Victorian “Monsters on Tour”


By the late Victorian and Edwardian eras, fascination with sea monsters moved from ship decks to exhibition halls. Travelling shows displayed “wonderful sea monsters” in tanks or on platforms, sometimes genuine large fish or whales, other times taxidermy composites stitched from multiple animals.

Showmen linked their exhibits to famous reports, proclaiming their specimens to be “the very monster described by the captain of the Pauline.” For many landlocked Victorians, these were their first close-up encounters with ocean giants. Even when naturalists identified them as basking sharks, giant sturgeon, or clever hoaxes, the spectacle kept the legends alive.
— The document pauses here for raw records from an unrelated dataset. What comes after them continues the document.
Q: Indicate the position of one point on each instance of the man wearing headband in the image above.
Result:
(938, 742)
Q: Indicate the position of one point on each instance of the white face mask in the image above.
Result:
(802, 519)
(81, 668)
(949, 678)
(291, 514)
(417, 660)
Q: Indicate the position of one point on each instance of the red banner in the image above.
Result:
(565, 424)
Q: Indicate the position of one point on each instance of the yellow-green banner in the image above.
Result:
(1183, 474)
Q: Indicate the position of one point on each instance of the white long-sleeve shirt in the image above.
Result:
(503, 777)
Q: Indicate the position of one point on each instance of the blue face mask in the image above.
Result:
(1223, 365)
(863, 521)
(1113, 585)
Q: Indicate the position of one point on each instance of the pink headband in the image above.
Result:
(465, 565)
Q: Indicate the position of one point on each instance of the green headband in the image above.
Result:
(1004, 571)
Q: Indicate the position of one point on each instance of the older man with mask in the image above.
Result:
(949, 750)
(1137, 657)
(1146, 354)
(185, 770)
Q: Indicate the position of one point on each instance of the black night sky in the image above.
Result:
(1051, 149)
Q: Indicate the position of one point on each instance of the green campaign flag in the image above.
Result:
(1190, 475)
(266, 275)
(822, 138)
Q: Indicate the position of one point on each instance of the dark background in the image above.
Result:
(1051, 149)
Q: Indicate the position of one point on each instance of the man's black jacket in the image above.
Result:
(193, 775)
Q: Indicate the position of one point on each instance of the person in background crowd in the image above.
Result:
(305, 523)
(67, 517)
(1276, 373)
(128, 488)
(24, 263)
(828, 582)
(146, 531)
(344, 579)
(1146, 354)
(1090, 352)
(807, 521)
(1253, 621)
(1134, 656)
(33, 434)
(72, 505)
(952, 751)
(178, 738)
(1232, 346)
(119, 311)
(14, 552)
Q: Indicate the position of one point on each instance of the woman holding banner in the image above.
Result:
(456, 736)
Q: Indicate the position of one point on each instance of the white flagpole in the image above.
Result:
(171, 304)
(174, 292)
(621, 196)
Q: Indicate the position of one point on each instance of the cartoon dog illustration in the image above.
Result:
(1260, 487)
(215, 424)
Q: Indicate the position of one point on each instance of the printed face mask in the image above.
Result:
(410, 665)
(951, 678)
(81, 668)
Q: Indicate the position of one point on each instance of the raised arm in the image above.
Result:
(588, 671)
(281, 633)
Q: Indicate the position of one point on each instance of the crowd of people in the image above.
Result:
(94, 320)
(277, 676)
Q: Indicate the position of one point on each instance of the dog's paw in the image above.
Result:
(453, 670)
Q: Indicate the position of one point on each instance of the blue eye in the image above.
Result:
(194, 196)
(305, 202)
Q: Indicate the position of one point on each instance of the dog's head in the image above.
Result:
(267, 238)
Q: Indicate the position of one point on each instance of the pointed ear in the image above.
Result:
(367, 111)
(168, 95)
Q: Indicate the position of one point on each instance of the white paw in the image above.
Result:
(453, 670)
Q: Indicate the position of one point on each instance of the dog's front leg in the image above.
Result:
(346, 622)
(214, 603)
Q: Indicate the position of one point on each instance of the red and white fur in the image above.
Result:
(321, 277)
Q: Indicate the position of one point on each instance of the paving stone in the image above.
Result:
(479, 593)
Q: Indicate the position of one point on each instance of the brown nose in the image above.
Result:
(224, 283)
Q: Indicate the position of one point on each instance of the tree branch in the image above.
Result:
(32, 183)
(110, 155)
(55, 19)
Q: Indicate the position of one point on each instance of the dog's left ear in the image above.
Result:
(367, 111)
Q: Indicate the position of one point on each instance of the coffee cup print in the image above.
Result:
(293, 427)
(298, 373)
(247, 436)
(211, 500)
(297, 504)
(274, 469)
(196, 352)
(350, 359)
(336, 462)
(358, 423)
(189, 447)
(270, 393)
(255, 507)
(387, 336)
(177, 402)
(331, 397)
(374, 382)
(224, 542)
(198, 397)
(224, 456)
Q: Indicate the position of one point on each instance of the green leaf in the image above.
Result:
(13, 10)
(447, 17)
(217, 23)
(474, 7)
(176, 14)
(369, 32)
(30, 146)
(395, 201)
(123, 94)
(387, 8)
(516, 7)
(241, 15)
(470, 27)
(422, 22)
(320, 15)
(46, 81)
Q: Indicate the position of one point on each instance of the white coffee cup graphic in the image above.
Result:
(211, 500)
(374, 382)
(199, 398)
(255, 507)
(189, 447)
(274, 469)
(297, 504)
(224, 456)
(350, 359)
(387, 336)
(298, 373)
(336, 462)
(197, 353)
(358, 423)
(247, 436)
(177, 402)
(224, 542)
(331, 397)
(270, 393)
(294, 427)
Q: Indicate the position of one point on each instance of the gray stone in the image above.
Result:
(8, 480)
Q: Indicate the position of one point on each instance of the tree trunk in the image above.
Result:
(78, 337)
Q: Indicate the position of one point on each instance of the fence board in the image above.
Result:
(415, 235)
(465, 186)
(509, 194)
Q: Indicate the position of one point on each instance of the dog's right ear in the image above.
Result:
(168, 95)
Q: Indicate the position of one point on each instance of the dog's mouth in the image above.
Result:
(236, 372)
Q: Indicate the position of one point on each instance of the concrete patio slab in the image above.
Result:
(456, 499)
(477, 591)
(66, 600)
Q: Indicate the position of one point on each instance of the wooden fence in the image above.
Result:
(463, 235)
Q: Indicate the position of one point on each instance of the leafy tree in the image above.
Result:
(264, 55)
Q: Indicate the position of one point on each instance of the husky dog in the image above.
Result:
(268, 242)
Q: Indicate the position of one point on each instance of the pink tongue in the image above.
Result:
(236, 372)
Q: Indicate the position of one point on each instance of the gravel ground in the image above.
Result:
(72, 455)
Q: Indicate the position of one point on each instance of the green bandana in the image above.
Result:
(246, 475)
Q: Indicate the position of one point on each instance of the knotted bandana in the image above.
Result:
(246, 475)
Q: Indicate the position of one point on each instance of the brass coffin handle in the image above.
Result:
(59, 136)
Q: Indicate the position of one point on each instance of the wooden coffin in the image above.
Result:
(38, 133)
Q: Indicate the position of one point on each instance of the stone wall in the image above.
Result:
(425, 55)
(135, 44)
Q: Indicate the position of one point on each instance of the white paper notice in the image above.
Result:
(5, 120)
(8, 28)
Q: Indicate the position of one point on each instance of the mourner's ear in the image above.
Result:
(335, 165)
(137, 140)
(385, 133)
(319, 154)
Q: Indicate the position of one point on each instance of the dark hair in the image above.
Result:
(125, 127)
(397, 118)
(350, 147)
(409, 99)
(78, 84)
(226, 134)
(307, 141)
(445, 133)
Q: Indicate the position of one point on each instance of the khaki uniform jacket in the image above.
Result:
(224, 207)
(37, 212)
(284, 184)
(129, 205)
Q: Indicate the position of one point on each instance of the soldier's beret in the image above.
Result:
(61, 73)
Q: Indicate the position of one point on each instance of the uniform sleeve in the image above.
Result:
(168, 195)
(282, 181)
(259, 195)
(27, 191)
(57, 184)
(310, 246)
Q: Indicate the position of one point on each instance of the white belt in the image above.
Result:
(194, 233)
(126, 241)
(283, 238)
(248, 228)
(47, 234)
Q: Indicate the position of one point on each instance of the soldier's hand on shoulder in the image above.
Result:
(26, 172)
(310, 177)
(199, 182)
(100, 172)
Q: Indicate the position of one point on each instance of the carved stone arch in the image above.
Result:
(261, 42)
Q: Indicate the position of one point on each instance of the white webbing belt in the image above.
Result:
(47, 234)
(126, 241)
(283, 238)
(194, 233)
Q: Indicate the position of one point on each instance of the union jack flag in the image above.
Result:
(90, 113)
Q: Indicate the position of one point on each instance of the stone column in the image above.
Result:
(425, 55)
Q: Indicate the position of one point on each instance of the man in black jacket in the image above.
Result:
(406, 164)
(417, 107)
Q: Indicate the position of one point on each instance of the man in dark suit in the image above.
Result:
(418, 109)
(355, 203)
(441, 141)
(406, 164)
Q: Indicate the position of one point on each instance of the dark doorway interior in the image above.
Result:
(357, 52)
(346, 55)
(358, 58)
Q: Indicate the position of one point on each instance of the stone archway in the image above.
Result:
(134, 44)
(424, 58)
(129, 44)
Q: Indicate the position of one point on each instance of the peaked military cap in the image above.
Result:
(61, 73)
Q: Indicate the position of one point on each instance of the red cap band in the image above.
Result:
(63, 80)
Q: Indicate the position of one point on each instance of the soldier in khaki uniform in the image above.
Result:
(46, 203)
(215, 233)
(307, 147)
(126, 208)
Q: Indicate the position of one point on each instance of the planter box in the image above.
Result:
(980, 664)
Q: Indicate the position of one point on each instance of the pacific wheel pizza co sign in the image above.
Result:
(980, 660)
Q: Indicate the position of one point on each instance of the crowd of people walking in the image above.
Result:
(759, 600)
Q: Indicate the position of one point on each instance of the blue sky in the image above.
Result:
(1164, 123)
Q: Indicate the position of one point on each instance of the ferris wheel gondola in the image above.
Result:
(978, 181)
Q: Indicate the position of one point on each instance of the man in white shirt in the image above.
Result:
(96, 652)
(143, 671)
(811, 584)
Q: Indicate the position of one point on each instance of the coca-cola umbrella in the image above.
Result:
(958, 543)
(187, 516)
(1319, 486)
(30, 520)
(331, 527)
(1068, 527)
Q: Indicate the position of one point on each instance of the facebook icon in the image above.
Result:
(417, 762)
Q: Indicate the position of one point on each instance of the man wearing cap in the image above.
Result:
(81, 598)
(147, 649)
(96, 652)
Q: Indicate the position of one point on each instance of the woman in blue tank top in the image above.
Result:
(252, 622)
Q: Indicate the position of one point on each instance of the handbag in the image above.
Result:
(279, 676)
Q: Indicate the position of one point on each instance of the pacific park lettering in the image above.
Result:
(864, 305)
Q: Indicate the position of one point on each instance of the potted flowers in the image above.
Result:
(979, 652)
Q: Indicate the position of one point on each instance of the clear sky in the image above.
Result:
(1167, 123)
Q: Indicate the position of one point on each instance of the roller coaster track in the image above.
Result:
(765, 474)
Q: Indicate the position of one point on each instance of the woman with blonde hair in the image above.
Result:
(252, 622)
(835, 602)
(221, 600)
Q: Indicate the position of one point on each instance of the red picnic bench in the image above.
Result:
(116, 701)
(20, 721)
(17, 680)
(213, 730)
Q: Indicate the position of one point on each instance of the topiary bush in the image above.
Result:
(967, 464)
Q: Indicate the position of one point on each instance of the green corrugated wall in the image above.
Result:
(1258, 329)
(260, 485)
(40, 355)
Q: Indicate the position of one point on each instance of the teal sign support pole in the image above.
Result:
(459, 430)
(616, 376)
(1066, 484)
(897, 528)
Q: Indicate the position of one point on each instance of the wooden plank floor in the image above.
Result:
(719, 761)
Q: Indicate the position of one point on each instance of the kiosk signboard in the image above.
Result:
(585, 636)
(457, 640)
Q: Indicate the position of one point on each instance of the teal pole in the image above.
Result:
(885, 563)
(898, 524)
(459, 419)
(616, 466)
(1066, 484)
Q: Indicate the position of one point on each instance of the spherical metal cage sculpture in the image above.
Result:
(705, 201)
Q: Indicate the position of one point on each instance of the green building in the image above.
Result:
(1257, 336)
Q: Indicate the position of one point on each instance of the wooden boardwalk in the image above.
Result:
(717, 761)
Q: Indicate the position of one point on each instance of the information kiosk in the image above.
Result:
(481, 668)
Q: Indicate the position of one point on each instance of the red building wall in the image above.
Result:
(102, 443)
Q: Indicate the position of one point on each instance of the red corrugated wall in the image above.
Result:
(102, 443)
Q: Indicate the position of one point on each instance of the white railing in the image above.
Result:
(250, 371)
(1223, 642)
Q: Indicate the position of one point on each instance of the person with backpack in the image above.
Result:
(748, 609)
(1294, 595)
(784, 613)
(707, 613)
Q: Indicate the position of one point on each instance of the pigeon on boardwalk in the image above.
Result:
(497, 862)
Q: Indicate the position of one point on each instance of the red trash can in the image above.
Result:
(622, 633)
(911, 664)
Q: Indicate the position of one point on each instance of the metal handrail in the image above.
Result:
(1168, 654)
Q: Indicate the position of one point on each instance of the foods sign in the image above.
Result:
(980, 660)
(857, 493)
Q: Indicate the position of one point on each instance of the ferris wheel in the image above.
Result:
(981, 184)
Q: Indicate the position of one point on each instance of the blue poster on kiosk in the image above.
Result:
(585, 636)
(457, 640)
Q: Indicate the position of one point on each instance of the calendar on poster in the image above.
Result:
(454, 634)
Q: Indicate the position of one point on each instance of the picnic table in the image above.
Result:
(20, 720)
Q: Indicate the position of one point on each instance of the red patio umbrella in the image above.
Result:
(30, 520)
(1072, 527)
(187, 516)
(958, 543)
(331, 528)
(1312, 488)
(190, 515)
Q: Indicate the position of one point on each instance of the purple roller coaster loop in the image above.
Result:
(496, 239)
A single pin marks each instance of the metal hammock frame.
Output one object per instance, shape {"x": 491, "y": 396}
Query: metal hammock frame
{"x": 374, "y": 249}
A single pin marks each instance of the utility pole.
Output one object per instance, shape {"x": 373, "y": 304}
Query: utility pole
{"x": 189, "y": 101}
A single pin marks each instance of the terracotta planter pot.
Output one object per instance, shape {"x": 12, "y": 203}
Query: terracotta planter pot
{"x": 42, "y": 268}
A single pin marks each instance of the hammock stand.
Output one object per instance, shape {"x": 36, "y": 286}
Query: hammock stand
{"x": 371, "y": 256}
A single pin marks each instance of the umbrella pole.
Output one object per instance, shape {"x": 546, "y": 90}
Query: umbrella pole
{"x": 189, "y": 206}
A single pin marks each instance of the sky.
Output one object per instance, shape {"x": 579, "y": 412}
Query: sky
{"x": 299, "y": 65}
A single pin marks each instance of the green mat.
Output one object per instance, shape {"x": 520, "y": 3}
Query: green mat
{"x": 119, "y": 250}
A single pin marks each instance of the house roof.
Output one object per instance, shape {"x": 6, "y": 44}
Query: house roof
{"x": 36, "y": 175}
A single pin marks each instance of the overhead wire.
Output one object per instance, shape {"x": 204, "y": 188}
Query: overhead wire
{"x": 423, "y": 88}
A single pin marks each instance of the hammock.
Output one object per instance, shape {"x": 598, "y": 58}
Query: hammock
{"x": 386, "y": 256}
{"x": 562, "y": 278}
From Myth to Natural History


Nineteenth-century naturalists sought to explain old accounts. Olaus Magnus’s “six-legged serpent” was later recognised as a basking shark; other “serpents” turned out to be whales or porpoises swimming in sequence. The discovery of the giant squid, a known foe of sperm whales, lent some credence to stories like the Pauline incident.

Some scientists speculated that rare deep-sea creatures might be driven to the surface by undersea earthquakes, volcanic eruptions, or sudden seabed shifts. Mariners in the Pacific reported strange serpentine shapes after submarine eruptions, alongside floating pumice and discoloured seas.


Science Advances, Mystery Endures


By the twentieth century, taxonomy and oceanography had identified many former “monsters” as oarfish, sharks, or whales. The oarfish, reaching over 30 feet, likely inspired serpent legends across cultures. We now have deep-sea footage of giant squid and can recognise whale behaviours once mistaken for attacks.

Yet the ocean remains largely unexplored, more of Mars has been mapped than Earth’s seabed. In its deepest trenches, life forms endure pressures unimaginable at the surface, and some may still rival the size and strangeness of the beasts of legend.


In the end, the boundary between myth and science is a meeting place, not a dividing line. From Jörmungandr to the Great Orm, from Loch Fell’s mysterious form to the coils glimpsed from the Pauline, the sea serpent endures as both a symbol of the unknown and a tantalising possibility, a reminder that the ocean still holds its secrets, waiting for the next great discovery.